Posted originally on 08/13/2012 for Huffington Post
Meatless Monday: True Stories
“From Malawi to Michigan, people and organizations are building better ways to eat today so that all of us can eat well tomorrow,” says food activist and author Raj Patel. “This knowledge demands to be shared and spread.” With “Hoops Dreams” director Steve James, the “Stuffed and Starved” author is working tell some of these success stories with their project Generation Food.
In meatcentric Cuba (“Worst. Food. Ever,” writes Patel), Generation Food gives voice to meatless chef Tito Nunez Gudas, whose vegetarian restaurant El Romero shows fellow Cubans a healthy, delicious way to live and eat. In cooking workshops, he brings children into the kitchen and teaches them the vegetables they’ve never eaten are delicious. Dishes like lotus blossom ceviche make luscious use of local produce.
I heard almost a thousand other great stories at the sixth annual Farm to Cafeteria Conference in Burlington, Vermont, where 900 people — urban farms, food banks, community supported agriculture, school gardens and food service, high-end chefs and school line lunch ladies (or, as some call themselves, nutrition magicians) gathered to come at the same problem — our broken food system — from every angle. That’s where I met Navy veteran Kelly D. Carlisle. A 2011 Bon Appetit Good Food Fellow, Carlisle grew up in Oakland. That’s where she started Acta Non Verba in 2010. Not only does her urban youth farm give over 200 underserved children access to fresh produce, it builds community in a city better known for crime. “Since building our farm, I’ve noticed an excitement and joy in the children we serve,” says Carlisle. “They love to water and nurture the plants and harvest directly out of the garden, to take home food and become better providers for their families.”

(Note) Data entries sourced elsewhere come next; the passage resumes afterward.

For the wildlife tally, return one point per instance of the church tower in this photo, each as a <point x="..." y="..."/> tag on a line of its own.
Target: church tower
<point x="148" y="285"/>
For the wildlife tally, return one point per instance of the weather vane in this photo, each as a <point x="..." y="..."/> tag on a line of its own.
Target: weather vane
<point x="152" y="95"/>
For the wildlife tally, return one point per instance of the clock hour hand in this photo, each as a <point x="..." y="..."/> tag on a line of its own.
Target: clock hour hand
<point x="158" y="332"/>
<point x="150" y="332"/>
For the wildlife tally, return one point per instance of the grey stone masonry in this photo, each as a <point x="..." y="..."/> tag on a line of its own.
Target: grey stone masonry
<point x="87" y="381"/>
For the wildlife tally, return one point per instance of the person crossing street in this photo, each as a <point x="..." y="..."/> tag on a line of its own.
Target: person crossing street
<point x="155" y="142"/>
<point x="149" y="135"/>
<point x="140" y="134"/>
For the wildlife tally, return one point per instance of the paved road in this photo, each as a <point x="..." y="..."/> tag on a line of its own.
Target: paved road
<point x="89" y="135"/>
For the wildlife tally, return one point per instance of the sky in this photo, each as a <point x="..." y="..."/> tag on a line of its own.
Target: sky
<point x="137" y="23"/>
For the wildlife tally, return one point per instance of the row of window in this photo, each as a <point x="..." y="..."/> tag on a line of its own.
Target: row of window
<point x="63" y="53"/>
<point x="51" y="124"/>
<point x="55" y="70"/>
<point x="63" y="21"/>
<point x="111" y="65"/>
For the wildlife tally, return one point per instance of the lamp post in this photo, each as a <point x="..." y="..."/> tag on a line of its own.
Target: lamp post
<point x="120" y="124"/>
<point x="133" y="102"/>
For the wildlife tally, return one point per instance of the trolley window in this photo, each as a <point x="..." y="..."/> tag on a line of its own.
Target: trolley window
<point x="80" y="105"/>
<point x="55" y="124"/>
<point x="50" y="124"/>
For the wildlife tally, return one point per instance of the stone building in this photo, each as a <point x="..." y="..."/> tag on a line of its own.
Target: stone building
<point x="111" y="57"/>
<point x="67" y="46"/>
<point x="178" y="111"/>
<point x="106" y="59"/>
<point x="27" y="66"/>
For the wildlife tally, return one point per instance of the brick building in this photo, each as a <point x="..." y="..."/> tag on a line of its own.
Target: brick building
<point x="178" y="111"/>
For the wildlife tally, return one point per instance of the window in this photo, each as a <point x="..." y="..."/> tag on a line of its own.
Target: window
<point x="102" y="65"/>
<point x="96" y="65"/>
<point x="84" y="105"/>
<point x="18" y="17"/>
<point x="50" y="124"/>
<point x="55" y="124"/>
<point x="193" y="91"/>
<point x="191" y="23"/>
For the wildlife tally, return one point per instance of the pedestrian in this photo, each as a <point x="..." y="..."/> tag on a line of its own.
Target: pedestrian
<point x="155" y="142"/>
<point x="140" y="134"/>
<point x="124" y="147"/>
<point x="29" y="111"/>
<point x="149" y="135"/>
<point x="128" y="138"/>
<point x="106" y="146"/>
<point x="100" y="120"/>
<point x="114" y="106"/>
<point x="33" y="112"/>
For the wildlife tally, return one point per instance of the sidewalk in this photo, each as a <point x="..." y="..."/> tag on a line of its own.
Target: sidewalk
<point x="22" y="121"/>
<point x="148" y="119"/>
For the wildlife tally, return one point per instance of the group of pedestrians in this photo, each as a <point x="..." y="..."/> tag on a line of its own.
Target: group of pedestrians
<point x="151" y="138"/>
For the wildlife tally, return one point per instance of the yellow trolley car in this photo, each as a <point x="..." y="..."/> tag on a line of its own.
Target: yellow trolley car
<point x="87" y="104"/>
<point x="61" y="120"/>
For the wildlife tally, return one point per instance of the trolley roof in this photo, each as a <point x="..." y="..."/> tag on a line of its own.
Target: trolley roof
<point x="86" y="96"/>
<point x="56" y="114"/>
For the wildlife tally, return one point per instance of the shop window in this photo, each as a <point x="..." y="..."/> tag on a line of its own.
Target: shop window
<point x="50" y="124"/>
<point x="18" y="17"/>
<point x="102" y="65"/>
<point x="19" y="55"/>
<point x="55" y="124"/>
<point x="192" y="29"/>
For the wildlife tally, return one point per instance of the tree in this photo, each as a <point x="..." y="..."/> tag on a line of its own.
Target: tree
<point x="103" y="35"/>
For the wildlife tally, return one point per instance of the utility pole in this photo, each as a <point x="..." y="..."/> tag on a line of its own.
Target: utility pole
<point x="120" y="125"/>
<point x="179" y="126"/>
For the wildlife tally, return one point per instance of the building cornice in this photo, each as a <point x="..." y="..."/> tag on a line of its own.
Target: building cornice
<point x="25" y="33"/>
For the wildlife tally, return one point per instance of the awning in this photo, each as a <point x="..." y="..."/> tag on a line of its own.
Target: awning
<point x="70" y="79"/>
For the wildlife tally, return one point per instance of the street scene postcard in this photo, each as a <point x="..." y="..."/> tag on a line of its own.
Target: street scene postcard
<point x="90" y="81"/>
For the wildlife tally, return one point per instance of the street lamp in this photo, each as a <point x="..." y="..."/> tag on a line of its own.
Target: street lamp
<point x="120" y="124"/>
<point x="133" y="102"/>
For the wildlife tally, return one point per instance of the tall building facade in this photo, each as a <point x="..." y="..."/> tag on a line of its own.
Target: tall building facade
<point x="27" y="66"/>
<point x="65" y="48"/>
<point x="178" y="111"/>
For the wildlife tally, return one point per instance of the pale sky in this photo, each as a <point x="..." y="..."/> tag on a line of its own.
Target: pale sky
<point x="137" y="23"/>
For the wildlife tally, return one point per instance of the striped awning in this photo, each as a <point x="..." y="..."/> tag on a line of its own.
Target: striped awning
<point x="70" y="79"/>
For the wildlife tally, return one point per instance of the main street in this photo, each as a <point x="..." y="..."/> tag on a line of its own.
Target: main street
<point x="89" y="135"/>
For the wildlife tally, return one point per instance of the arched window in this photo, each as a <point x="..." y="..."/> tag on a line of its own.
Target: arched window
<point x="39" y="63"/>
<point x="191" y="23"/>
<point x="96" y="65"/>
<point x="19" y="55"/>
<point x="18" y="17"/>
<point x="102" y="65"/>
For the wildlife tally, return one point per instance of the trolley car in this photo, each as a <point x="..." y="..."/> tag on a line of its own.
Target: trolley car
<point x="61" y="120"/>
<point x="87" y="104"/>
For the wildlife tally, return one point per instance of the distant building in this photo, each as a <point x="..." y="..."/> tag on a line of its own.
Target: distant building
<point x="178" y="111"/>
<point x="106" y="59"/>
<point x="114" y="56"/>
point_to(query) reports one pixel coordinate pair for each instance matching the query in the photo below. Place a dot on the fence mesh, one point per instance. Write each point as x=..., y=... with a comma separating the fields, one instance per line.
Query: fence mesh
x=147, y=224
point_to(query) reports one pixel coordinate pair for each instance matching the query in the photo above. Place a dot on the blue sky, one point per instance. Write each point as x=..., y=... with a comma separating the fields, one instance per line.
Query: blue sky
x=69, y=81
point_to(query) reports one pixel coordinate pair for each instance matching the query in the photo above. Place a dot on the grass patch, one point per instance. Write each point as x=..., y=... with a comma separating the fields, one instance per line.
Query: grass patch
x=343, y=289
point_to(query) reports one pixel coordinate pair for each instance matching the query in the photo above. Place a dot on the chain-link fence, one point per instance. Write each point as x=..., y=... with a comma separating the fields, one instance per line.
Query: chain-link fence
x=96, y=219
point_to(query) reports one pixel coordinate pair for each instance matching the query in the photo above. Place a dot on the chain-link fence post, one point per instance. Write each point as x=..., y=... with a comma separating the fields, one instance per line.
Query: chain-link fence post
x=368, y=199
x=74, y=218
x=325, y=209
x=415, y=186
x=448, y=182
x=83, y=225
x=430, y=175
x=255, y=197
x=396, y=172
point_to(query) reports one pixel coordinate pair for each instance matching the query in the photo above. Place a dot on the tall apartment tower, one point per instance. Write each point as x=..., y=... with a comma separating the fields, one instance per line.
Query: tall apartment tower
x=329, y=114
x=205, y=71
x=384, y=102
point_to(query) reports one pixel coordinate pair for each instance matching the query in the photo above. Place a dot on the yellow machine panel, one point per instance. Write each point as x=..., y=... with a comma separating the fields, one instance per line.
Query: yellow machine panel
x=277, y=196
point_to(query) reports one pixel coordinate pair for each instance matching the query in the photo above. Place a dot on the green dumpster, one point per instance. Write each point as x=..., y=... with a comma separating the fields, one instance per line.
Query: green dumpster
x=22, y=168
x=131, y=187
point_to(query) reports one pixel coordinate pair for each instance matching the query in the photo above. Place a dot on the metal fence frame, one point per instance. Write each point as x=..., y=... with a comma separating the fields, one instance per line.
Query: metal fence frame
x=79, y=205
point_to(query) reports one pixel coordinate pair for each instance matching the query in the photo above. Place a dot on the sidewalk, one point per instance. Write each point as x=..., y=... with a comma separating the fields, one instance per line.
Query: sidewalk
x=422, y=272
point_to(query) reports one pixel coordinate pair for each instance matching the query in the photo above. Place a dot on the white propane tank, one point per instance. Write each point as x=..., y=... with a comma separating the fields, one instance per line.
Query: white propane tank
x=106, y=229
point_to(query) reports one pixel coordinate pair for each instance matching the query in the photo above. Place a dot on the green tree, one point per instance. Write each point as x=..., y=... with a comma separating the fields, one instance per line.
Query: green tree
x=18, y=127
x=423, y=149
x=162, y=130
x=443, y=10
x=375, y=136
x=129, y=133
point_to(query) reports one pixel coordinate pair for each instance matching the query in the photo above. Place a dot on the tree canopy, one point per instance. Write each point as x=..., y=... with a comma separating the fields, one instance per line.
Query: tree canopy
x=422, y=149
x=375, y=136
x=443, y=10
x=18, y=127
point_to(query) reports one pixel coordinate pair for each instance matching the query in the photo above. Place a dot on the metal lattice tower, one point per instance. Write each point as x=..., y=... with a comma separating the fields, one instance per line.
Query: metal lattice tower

Look, I won’t lie — our food system has serious flaws including factory farming, GMOs, climate change, pollution, big ag, SNAP cuts, labor abuse, waste, obesity, hunger and E. coli breakouts — complicated issues with complicated solutions. “We have tended to see these issues as black and white,” says Doug Boucher of the Union of Concerned Scientists. “Often, they get oversimplified and details get lost.” Worse, we can’t count on government to help us fix things.
Since the advent of big ag, “you’ve had problems being able to speak out about food issues,” says Boucher, UCS’ Director of Climate Research and Analysis. “It may have gotten a little tougher in recent years. People are paying more attention to what they eat. The industry feels even more threatened and tends to lash out.”
But every time big ag tries to shut us down — or shut us up — more people join together at the front lines of our food system. We’re not talking pundits or so-called experts, we’re talking about people who dedicate themselves to growing food and feeding people every day. Generation Food aims to tell some of their stories. So do I. “I think it helps to appeal to people through a message that seems a little different, that they can’t immediately dismiss and say, ‘I’ve heard that before,'” says Boucher.
It is time to speak out. It is time to listen. It is time to act. Access to fresh, healthy food is a basic human right. It’s going to take basic human action to make it happen, with all of us working, caring, growing food, sharing our stories and sharing the food at our tables.
The stories I’ve been hearing convince me we can fix our food system. We may be separate ingredients, but we can all come together like a spicy, sustaining stew. That’s my story and I’m sticking to it.